Board OKs district, school improvement plans
By Reggie Ponder
Wednesday, November 29, 2017
The Elizabeth City-Pasquotank Board of Education approved improvement plans for the district and six schools Monday that stress collaboration among teachers and regular monitoring by administrators as keys to boosting student achievement and pulling the schools out of “low-performing” status.
The district is required to submit an improvement plans to state education officials because it was designated a low-performing district based on last year’s test scores. Individual plans are also required for six schools — Central Elementary, J.C. Sawyer Elementary, P.W. Moore Elementary, Pasquotank Elementary, Elizabeth City Middle and River Road Middle — that also are considered low performing because of test scores. The plans are due to the N.C. Department of Public Instruction early next month.
Only one person, whom school officials have identified as a parent of a student in the district, submitted written comments on the improvement plans. School officials said last week they took those comments into consideration, though no change was made to any of the language in the plans as a result of the comments.
Keith Rivers, president of the Pasquotank County Branch of the National Association for the Advancement of Colored People, has publicly asked local school officials to hold community meetings on the plans. He noted again at Monday’s board meeting that the NAACP had requested the forums in hopes of creating a dialogue in the community about the plans.
Repeating a statement he made in an interview over the weekend, Rivers called not holding the forums to receive public input a “disservice to the community.”
Rivers said additional outreach to the community would have been helpful because the wording of the plans is difficult to understand for anyone who is not a professional educator.
“No one knows what this plan is about,” Rivers said. “Make it simple. Make it plain.”

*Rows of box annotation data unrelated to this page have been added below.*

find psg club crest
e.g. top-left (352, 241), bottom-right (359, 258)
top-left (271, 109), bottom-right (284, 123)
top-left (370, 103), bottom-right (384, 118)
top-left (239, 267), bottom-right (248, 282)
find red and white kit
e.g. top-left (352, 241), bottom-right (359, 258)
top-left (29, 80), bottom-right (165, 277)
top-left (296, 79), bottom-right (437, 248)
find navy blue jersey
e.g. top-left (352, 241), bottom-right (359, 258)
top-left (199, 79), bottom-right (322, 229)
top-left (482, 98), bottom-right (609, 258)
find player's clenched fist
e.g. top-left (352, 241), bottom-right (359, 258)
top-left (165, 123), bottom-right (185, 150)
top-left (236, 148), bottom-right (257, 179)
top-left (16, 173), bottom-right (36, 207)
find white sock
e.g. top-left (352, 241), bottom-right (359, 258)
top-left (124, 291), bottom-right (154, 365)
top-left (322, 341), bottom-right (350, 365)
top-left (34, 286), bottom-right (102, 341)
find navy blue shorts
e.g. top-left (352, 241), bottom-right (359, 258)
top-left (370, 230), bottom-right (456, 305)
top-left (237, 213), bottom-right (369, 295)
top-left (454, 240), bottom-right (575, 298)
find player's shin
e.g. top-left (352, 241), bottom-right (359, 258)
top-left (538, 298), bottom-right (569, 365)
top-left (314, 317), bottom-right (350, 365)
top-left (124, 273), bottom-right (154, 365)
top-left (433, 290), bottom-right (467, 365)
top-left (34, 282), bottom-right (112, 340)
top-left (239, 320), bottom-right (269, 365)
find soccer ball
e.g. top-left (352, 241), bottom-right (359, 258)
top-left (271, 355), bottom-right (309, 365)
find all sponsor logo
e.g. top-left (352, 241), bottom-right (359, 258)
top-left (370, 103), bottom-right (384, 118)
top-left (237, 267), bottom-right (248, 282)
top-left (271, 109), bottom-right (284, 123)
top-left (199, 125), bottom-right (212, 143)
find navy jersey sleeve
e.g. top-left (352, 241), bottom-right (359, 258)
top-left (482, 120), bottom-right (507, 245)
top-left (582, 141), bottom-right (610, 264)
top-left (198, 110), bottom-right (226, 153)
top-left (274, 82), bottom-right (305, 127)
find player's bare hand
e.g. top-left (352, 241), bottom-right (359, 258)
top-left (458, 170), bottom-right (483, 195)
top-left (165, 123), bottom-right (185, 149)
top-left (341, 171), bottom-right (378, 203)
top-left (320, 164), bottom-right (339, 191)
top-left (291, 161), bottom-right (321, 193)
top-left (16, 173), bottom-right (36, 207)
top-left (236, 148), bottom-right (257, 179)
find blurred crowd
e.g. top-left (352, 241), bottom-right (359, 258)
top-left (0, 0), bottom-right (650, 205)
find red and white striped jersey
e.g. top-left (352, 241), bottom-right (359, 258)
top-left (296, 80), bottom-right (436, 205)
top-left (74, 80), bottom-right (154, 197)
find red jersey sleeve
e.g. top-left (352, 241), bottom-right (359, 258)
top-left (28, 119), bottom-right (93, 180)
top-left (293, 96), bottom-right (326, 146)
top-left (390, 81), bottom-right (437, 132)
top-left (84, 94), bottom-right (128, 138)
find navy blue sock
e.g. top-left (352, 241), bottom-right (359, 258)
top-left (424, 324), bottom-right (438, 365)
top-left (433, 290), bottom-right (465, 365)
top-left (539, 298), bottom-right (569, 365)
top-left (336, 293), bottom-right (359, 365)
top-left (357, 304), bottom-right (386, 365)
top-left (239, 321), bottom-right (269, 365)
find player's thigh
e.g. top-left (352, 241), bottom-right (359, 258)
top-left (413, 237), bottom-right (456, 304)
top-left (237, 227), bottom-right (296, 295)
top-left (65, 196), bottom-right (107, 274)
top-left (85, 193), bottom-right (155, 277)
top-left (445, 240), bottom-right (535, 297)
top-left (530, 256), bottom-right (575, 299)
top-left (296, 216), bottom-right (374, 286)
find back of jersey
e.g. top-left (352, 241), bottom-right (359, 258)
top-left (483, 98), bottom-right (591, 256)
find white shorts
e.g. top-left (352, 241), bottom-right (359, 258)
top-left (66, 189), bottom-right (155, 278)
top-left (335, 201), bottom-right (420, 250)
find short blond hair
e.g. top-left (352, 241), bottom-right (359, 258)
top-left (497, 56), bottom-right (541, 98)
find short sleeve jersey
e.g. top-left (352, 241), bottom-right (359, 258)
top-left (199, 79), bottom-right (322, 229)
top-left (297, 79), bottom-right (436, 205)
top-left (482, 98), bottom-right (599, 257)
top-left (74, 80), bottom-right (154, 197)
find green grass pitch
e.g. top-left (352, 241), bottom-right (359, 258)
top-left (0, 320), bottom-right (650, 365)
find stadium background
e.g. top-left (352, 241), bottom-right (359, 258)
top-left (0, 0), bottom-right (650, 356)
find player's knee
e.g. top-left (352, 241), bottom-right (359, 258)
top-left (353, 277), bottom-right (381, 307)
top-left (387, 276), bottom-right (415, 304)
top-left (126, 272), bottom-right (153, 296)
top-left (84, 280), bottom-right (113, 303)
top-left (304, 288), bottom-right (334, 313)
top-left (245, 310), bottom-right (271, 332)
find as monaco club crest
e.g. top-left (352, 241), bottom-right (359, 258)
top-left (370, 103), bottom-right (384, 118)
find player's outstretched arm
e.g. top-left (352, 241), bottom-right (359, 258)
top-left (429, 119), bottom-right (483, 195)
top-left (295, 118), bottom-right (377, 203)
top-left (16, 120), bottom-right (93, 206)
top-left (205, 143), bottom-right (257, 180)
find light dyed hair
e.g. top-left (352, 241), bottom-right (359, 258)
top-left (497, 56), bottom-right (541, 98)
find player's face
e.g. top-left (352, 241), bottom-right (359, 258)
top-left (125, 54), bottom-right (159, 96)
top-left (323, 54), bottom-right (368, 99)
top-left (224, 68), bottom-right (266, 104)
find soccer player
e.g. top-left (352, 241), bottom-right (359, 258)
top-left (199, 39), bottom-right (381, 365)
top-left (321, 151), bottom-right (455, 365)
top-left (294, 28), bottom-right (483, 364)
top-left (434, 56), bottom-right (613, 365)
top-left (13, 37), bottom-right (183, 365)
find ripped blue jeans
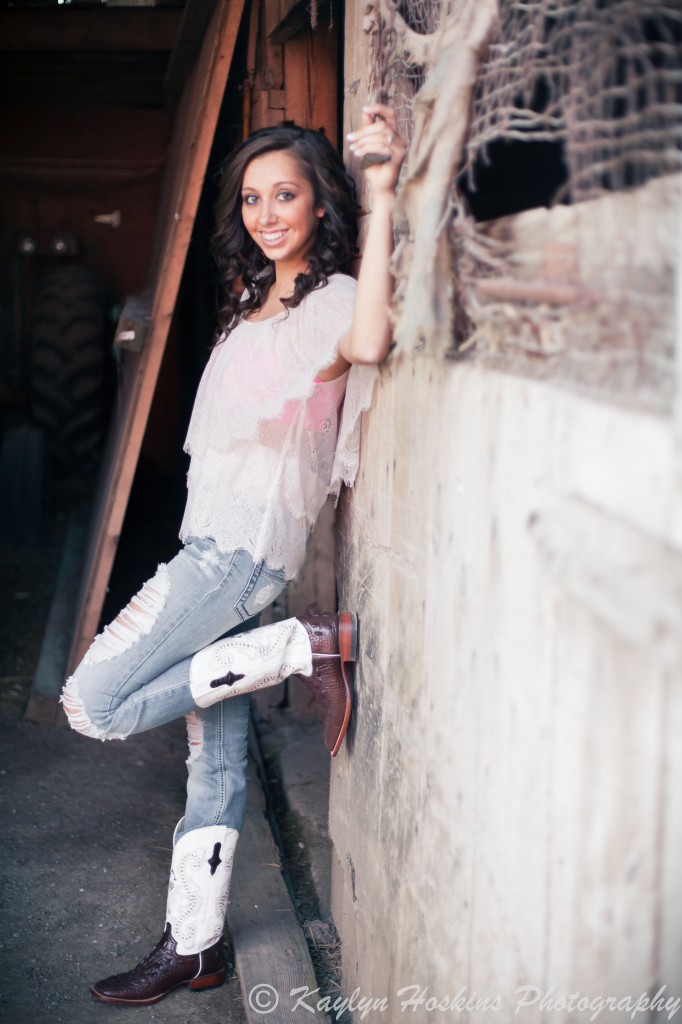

Board of Education Chairwoman Sharon Warden acknowledged in an interview Monday having mixed feelings about the amount of public input the board received on the plans. On the one hand, she said, it’s disappointing that the board didn’t receive more public comment on the plans.
“But I hope it means that people liked what we’re doing that’s why we didn’t get more comments,” she said. “And I do hope that people would trust us to do what needs to be done.”
Rivers said after Monday’s meeting that he is trying to be as positive as possible because his concern is for the district’s students. He said he supports community involvement because he believes it’s key to improving student achievement.
Rivers said the NAACP continues to seek public forums on district and school improvement.
The board also heard a teacher’s perspective on the school improvement process. Tia Carver, 2017-18 Teacher of the Year for River Road Middle School, told the board about the joys amd challenges of teaching, insisting that “teaching is not for the weak or faint of heart.”
Carver said last year was especially tough at River Road because of constant scrutiny about the school’s low-performing status. She said she gained some encouragement about the future, however, when she looked up at the sky following one particularly difficult school meeting and saw a rainbow. She said it assured her that God had a good plan for River Road and that she would be part of something very special at the school.
She said her colleagues put their students ahead of themselves every day.
As the meeting drew to a close, board members thanked Rivers for addressing the board and for his interest in the school improvement process. Warden also thanked Carver for her comments — especially the symbolism of the rainbow. She said she believes ECPPS will have a rainbow that will shine all across the state.
“I truly do believe that,” Warden said.
“We have a wonderful community,” Warden said, adding she wants to hear from anyone in the community about any concerns they have about the schools.
Warden said she is very proud of the staff, including teachers, custodians, bus drivers and maintenance workers.
Vice chairman Denauvo Robinson said he appreciated Rivers’ comments. He also appreciated staff’s efforts to build a better school system, he said.
“I’m proud to be on this board,” Robinson said.
Board member Barry Overman said it’s important to see the glass as half-full. He thanked Carver for bringing out the best in students, including his own son.